The statements from both AstraZeneca Plc and the University of Oxford did not make any disclosure about the status of tests outside the UK.
Although, the temporary halt was common in vaccine trials, interruption of the closely monitored AstraZeneca and Oxford collaboration, had raised concerns about the viability of the vaccine to tame the coronavirus pandemic.
The CEO of AstraZeneca, Pascal Soriot, disclosed on Thursday, that an independent safety review board was reviewing whether the participant’s illness had been caused by the vaccine or was unrelated.
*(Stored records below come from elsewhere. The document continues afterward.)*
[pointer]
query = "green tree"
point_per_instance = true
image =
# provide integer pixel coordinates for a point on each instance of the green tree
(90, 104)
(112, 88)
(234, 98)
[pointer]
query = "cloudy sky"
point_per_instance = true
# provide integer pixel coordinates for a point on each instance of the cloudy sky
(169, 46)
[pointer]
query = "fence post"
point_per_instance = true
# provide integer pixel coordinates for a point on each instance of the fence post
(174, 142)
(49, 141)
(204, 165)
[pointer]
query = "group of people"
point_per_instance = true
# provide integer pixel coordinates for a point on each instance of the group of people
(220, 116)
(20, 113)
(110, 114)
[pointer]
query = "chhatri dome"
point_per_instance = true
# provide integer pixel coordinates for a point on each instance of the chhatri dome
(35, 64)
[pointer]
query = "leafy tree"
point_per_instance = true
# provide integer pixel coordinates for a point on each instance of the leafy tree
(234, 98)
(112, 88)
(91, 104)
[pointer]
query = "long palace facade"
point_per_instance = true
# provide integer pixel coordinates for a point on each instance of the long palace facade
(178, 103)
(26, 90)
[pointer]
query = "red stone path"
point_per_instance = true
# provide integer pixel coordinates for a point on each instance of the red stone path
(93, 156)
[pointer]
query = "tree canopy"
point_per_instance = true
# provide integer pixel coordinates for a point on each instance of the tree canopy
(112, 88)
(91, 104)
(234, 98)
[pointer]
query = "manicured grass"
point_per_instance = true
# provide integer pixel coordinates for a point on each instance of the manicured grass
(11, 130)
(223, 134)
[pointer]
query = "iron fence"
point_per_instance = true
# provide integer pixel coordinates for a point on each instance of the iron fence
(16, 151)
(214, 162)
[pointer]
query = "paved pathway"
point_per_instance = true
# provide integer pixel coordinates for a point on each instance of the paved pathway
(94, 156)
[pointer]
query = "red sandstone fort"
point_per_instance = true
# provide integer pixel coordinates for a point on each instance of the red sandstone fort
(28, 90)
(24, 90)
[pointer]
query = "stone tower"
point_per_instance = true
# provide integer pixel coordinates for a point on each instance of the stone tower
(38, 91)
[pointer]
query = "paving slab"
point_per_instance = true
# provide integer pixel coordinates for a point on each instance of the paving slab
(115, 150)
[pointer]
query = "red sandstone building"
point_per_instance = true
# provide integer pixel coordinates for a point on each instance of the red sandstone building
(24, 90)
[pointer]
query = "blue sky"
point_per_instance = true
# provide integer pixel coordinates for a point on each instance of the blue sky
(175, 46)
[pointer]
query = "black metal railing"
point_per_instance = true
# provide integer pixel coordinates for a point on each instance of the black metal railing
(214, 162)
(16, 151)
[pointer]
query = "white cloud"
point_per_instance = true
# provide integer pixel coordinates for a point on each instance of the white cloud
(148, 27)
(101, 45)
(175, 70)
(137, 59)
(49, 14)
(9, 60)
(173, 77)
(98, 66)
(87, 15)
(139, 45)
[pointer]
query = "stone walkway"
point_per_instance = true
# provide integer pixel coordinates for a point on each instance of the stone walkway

“We cannot disclose medical information about the illness for reasons of participant confidentiality. We are committed to the safety of our participants, the highest standards of conduct in our studies, and will continue to monitor safety closely,” he said.
The World Health Organization (WHO), which has described the AstraZeneca vaccine as the most promising of all vaccine developments against the Covid-19 pandemic, said that the halt in the final stage trials should serve as a wake-up call, that there would be ups and downs in the development of a vaccine for the virus.